Why are so many people so high in their estimates of gays?

Consider a Credit Karma commercial you likely have seen. The car alarm continually goes off at random, but due to poor credit scores, the couple can’t afford a new vehicle. That couple is two guys, one white and one black. And just to make sure you got it, the commercial ends with them in the same bed for the night.

They have kids, of course, a black boy and what seems to be a white girl.

Just to pile on, the black man is the smart one, telling the dumb white guy how Credit Karma can help fix that credit rating problem. It all ends with the lights being turned off and one man telling the other that he loves him.

This commercial gets a lot of play, as do others like it.
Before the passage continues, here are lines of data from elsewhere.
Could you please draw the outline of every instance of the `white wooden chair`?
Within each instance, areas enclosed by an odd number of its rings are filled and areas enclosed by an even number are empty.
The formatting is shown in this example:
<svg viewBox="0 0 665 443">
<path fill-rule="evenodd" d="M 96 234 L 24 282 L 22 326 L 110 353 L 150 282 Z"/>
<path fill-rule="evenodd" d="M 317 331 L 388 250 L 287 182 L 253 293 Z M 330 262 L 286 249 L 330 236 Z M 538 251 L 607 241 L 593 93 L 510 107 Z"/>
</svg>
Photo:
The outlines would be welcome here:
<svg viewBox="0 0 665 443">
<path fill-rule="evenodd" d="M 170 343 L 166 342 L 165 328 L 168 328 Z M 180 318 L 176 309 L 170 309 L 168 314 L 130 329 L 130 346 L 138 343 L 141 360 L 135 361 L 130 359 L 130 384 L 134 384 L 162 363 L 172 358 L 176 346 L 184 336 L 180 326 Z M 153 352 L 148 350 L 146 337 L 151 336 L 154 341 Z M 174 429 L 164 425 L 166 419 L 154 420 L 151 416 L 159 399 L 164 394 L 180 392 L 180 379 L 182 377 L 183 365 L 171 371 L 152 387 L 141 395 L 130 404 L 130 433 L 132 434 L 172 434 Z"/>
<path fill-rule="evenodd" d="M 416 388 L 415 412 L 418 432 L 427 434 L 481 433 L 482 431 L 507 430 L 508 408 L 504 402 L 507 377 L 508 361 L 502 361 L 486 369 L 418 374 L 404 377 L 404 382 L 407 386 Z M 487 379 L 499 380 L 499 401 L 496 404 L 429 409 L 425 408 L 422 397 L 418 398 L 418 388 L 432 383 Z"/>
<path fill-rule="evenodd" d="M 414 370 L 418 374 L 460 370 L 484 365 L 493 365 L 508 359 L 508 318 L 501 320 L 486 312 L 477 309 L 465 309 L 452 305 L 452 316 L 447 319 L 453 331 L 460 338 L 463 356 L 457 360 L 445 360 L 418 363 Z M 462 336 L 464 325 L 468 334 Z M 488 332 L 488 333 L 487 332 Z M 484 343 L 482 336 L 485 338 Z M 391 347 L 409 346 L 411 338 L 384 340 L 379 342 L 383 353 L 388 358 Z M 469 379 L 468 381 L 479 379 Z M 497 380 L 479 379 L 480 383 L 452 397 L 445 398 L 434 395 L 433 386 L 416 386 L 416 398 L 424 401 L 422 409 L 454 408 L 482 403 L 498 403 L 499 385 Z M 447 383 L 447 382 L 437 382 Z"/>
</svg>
The sheeple among the population – and they are many having been spawned as the desired outcome of the dumbing-down process of our failing public schools – presume it’s on TV so it has to be accurate and representative. Therefore, there most certainly are a lot of gay couples and blacks whose exposure must be magnified to illustrate that.

And this gives opportunist operations such as Black Lives Matters or any number of the alphabet soup gay rights activist groups, a foundation to press forward with demands for accommodations, be they legitimate or ridiculous.

In this way statistical reality is flipped on its head. Whether due to idiocy of the general population, or intimidation that silences those who do see through the propaganda campaigns, we’re living in a period of tyranny of the minorities.

If you question the legitimacy of this nonstop effort to over-represent minorities and bombard you into submission to their wants and demands, welcome to the contrarian group. You obviously are early, but you are not wrong.